Valencia.- Si algo debía caracterizar el rendimiento de una empresa expropiada, de seguro no es lo que sucede en aceites Diana. Los trabajadores lo definen como un antónimo cínico de lo que es “ser revolucionario”. Están molestos. Es otra empresa socialista con números rojos, inmersa en conflictos sindicales y con enormes contradicciones: lo que se hizo para mejorar terminó empeorando todo.

 

Rexol Acevedo entra vestido de rojo al salón de conferencias del Concejo Municipal de Valencia. Lo acompañan trabajadores de la planta en Valencia de la empresa estatizada y unas señoras definidas como el poder popular: consejos comunales que también reclaman por el espiral descendiente en el que se convirtió la productividad de la empresa. “Pasamos de tener una capacidad instalada de nueve mil toneladas mensuales de productos a tener números entre seis mil y siete mil toneladas”. Es decir, una caída de entre 22% y 33%. “Exigimos una auditoría inmediata a la Contraloría General de la República”, clamó el sindicalista identificado con el chavismo.

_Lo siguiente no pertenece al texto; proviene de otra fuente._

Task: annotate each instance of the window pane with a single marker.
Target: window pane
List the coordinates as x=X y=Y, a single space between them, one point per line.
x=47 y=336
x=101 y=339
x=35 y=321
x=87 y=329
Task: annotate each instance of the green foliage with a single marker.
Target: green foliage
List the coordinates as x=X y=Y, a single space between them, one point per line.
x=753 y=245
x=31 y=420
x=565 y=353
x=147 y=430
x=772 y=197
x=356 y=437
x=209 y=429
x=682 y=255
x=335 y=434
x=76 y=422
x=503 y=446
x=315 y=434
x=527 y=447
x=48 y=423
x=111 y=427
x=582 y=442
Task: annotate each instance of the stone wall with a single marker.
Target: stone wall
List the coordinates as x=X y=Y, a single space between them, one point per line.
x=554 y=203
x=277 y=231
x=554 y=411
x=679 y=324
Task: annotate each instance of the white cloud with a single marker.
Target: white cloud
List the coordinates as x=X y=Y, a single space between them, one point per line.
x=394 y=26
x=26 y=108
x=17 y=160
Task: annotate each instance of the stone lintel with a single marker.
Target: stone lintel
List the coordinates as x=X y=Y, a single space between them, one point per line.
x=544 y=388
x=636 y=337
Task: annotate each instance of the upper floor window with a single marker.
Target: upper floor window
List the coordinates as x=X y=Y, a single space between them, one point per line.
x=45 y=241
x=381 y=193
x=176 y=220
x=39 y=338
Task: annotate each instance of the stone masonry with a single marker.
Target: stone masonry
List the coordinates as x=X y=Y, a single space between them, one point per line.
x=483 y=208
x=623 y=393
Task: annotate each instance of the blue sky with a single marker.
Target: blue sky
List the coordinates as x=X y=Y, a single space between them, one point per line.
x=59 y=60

No hay suficiente materia prima. Y los trabajadores no se lo explican. Diana es una de las pocas empresas con licencia gubernamental para la importación directa. Aún así, dependen de otras estatales, como la Corporación de Abastecimiento y Servicios Agrícolas (CASA). Esta empresa es la que realiza las transacciones en el exterior y luego revende a Diana en lo que se transforma en un proceso burocrático que, según Acevedo, engorda los bolsillos de alguien con precios hasta 40% por encima de lo normal. “Por eso exigimos hoy la destitución inmediata del general Javier Gámez González”.

Es indignante, para los aproximadamente 950 trabajadores de la planta, recordar el año 2013. El presidente Nicolás Maduro firmó un punto de cuenta para activar “cuanto antes” el proceso de recuperación de Diana, expropiada tres años antes por el fallecido Hugo Chávez. Maduro lo llamó “Plan de Expansión de Industrias Diana”, que costó 76 millones de dólares. “No sabemos qué se hizo con ese dinero. Las obras que se tenían que realizar no se ejecutaron”.

Están a la vista. Las pruebas son contundentes. La prometida refinería que se anunció con la firma del primer mandatario nunca se culminó. Los trabajadores exigen que el vicepresidente, Tareck El Aissami, y el ministro de Alimentación, Rodolfo Marcos Torres, visiten la planta cuanto antes para que constaten la denuncia. Las dos líneas más importantes de la planta: manteca y jabonería, están paralizadas. La primera desde hace cuatro meses y la segunda desde hace tres. La razón es la misma: falta de divisas para compra de repuestos y poco mantenimiento. “Esta es una empresa que aporta el 18% del Producto Interno Bruto (PIB) de Carabobo”.

La memoria y cuenta del Ministerio de Alimentación detalla que Industrias Diana distribuyó 14 mil 455 toneladas de alimentos. Ello representó un descenso de 79,74% respecto con 2014 en sus 10 plantas en todo el país. Al dramático dato se le suma que la empresa recuperada gastó cinco mil 510 millones 855 mil 597 bolívares, una ejecución del presupuesto de 90%. “Esta gestión es una caja negra”, repudió el sindicalista.

El poder popular fue excluido. Jenny González es vocera del Consejo Comunal de Terrazas de Campo Real. Denunció que desde hace dos años a los vecinos organizados no se les vende de manera preferencial, algo que pasaba antes. “Tenemos 40 consejos comunales suspendidos de la venta preferencial desde 2013. Ya no nos despachan y ni siquiera podemos entrar a la empresa a las reuniones semanales”.

La convención colectiva no se discute desde hace seis años. Eran más de mil 100 trabajadores en la planta Valencia. Pero los despidos son otra causa de molestia para los trabajadores que, el próximo miércoles, harán una toma pacífica de  la sede de la empresa en la zona industrial de Valencia . Allí exigirán que el vicepresidente y el ministro los escuchen. “Hay más de 200 trabajadores que han aceptado una liquidación llamada cajita feliz, un método aplicado por empresas trasnacionales y que rechazamos contundentemente por ser totalmente capitalista y anti humanista”. Acevedo puntualizó que se trata del cese de la relación laboral, en la cual se dan 550 mil bolívares al trabajador por cada año en la empresa, con la condición de que firme su renuncia.